However, at the high currents that ebikers want, the nickel bus strips become more of a resistor wire instead of a conductor. At high currents, nickel converts much of the battery watts to heat. Doubling the layers of nickel strip is helpful for performance, but it is more expensive, twice the work to install, and still has inefficient performance.

The conductivity of metals is rated against copper (IACS). Copper is 100/100, aluminum is 61/100, but...nickel is 22/100. The shell of an 18650 cell is nickel-plated steel (although to be fair, the current-path is thin). Brass is much cheaper than nickel, it is much more corrosion resistant than raw copper or aluminum. Its conductivity is 28/100 (6 points / 27% better than nickel), but still has enough resistance to be able to spot weld it.

One downside to brass bus strips is that 0.20mm thick nickel is very stiff, but 0.20mm brass is very flexible. You would need cell-holders and a housing to take the strain off of the bus strips if they are brass.

Don't jump into using brass until the experiments are finished, brass buses may require an energy level where carbon electrodes are needed (Don't know yet, I ordered some 1/4-inch carbon gouging rods from Zoro). Also, if anyone wants to experiment with brass bus strips, make two 3mm wide strips and tape them together side-by-side (imagine a 7mm wide strip with a split all the way down the middle). If you use a solid 7mm wide brass strip, the high conductivity will allow the spot-welding current to pass through just the brass, with hardly any flowing through the cell-tip.

https://www.bluesea.com/resources/108/Electrical_Conductivity_of_Materials
http://eddy-current.com/conductivity-of-metals-sorted-by-resistivity/

Concerning spot-welding of fuse wire, fuse wire has two requirements. It must conduct electricity with low resistance at normal amp levels, but when a surge of amps hit the fuse-wire, it must melt quickly. There is a temptation to use a thin strand of copper wire, which is free from a scrap bin. This works, but...copper has a much higher melt temperature compared to fuse wire (1100C vs 300C)

Typical fuse wire for continuous currents below 15A is similar to tin/lead solder ("large current" systems sometimes use copper strand as the fuse, so the spray volume of melted material would be smaller, due to a thinner diameter fuse-wire being adequate a the rated flow).
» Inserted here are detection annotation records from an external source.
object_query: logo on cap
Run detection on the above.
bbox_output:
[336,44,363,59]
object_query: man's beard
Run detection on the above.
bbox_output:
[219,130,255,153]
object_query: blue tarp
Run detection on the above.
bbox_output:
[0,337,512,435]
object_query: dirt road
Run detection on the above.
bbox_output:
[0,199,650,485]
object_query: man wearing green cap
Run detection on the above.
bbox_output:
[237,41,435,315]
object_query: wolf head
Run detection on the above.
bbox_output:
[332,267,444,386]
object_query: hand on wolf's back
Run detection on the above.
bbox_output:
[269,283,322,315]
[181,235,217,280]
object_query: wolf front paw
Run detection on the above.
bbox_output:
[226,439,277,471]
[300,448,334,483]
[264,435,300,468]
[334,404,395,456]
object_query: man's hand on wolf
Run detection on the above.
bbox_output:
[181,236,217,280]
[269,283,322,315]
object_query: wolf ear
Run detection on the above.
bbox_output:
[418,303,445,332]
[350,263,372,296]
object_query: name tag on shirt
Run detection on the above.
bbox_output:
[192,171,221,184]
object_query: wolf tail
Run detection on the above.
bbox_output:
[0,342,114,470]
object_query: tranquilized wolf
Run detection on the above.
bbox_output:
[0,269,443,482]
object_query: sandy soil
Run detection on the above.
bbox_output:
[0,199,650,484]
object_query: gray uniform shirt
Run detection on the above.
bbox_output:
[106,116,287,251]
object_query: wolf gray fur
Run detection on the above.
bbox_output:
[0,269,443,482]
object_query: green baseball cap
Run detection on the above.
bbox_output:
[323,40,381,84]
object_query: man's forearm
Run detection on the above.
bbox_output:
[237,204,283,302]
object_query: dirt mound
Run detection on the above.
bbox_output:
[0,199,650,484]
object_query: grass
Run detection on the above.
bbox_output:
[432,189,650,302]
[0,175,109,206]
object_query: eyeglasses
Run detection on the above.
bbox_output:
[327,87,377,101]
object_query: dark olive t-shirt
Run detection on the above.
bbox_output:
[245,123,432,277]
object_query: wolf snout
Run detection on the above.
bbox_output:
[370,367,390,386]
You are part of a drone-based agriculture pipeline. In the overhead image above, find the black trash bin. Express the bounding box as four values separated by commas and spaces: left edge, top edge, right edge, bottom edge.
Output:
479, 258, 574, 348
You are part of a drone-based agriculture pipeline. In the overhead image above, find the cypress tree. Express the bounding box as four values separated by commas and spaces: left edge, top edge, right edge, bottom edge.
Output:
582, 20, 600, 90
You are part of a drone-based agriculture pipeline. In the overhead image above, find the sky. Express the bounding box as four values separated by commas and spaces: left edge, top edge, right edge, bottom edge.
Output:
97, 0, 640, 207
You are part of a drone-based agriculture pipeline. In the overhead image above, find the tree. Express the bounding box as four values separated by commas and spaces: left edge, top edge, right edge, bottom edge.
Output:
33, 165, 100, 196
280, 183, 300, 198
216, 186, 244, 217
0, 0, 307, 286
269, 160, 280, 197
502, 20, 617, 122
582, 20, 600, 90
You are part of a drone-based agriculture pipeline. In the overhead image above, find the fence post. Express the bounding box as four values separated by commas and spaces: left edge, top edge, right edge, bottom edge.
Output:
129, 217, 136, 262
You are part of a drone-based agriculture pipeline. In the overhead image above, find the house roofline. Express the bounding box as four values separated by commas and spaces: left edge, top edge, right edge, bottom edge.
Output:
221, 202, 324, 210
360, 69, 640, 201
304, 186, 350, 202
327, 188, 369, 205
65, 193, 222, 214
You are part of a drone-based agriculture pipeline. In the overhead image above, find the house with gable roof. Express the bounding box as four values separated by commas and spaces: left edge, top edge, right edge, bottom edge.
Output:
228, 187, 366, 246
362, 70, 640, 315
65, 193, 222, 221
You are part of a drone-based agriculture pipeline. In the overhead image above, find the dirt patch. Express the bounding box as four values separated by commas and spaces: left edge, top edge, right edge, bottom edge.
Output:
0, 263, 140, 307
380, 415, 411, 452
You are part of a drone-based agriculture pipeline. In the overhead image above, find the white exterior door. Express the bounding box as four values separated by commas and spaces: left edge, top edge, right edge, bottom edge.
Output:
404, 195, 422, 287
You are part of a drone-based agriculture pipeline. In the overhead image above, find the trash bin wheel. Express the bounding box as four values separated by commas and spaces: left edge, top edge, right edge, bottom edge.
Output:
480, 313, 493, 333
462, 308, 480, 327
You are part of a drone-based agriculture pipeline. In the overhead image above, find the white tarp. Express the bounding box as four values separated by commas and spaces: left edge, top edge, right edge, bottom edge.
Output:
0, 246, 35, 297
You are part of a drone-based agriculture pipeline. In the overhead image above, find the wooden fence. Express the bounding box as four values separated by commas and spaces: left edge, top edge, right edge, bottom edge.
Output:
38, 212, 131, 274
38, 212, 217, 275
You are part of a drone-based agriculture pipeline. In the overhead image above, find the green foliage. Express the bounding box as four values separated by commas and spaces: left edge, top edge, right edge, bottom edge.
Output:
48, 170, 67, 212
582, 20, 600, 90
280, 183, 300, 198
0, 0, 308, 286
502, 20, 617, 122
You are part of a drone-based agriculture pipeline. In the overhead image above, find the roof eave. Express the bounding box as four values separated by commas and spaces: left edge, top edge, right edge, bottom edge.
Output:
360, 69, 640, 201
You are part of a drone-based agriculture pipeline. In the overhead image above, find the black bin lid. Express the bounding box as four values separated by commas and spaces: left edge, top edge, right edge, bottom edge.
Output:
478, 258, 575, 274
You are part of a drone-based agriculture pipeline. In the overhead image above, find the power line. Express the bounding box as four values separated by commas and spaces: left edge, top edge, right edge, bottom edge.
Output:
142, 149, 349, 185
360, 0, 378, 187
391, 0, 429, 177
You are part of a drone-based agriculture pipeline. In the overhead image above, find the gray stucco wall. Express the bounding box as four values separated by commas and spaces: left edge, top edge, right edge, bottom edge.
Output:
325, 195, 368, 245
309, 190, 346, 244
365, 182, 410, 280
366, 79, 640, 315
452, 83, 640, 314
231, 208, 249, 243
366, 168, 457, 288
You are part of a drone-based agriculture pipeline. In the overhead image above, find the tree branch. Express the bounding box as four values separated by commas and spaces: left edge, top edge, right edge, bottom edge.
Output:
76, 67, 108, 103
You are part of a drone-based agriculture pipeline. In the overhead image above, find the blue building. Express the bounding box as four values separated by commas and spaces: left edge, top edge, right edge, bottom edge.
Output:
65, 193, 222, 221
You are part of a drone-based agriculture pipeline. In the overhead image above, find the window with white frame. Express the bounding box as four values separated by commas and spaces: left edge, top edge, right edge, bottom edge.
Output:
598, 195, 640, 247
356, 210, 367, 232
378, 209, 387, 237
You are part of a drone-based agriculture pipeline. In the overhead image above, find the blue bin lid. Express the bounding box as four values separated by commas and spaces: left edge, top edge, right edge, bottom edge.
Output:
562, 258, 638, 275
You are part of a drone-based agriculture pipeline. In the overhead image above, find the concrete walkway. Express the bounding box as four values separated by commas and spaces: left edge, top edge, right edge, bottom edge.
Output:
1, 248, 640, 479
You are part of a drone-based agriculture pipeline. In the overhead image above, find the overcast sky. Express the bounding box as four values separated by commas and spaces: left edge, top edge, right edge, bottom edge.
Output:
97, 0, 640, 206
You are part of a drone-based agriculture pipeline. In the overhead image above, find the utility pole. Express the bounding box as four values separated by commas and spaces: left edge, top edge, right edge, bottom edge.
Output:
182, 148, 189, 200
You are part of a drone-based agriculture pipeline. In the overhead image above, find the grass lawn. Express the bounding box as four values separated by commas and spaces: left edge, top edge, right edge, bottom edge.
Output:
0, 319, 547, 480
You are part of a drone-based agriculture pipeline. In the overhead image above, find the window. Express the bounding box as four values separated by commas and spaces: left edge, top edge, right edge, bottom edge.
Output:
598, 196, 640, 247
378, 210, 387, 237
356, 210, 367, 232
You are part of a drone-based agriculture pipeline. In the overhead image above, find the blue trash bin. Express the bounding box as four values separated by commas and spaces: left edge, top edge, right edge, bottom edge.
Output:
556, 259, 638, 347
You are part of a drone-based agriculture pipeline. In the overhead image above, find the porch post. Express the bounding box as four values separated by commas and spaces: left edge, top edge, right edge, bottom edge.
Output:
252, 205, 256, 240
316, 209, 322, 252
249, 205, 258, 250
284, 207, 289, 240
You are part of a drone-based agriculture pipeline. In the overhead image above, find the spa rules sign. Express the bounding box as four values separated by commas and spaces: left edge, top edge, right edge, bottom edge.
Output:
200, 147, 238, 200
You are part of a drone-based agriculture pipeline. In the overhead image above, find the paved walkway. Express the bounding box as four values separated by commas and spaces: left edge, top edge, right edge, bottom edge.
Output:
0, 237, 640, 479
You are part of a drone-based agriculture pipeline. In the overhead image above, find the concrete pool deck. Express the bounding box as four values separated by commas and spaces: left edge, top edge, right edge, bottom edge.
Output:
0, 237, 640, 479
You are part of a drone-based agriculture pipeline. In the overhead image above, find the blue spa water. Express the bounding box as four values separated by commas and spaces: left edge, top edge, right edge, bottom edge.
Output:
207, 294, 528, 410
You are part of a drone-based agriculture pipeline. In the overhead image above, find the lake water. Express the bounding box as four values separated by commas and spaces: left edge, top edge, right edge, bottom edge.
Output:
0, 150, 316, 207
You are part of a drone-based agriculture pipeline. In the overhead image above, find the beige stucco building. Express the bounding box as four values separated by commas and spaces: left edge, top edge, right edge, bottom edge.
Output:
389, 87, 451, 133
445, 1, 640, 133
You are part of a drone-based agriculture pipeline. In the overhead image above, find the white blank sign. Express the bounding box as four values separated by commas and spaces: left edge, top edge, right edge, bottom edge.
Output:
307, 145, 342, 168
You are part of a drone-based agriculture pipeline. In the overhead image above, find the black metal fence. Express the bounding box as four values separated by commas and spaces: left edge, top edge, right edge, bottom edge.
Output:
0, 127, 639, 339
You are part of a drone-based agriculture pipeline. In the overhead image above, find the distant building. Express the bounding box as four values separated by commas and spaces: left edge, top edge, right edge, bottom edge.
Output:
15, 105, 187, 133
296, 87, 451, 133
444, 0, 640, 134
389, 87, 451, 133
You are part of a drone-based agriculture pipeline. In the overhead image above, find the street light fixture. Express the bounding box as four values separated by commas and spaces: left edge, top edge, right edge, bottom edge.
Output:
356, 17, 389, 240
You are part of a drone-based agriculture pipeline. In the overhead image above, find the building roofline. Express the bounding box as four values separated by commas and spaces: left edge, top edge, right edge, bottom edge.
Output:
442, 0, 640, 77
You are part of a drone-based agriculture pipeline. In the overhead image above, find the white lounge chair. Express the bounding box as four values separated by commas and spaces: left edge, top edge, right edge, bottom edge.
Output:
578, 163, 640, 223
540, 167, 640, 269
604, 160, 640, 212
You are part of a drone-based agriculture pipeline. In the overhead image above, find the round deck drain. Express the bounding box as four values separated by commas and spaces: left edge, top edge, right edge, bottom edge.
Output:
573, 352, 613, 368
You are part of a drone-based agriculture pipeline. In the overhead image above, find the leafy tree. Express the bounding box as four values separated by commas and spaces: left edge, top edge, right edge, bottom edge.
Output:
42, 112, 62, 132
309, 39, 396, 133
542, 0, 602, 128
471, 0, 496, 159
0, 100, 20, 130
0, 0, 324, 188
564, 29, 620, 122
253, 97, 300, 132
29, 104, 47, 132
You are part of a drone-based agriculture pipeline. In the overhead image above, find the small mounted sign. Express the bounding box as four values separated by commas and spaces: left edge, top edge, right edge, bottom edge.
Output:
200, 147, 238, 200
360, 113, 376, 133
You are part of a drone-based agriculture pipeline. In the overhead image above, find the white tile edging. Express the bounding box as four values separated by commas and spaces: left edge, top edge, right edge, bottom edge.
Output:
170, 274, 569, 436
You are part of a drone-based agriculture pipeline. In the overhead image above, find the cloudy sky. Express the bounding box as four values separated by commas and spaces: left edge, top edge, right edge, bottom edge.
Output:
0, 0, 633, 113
The tiny glass-bulb fuses that youtube "average joe" uses are dirt cheap, and they are they best option if you want individual cell-fuses.



Here is a useful design of electrode holder if you want to use one hand to hold them. The original design had the two aluminum bars solidly clamped together (with electrical insulation between them), but due to the difficulty in getting the two electrode tips to apply the same amount of pressure every time, the two sides can now flex a little in relation to each other.

https://endless-sphere.com/forums/viewtopic.php?f=14&t=89950#p1336769
 
Ordered, very keen to get my head around using it with fuse wire.

Dont want to solder as my partner wants to help and our Rugrat will be around as well.
 
I believe that fuse-wire can be safely soldered onto the positive electrode quite easily with consistent results (cleaning surfaces, proper flux,pre-tinning the cell and wire, 100W soldering iron, etc), if using the proper tools and techniques. However, the negative electrode is quite sensitive to heat damage.

For the negative end, I personally believe that compression, magnets, or spot-welding are the only acceptable methods.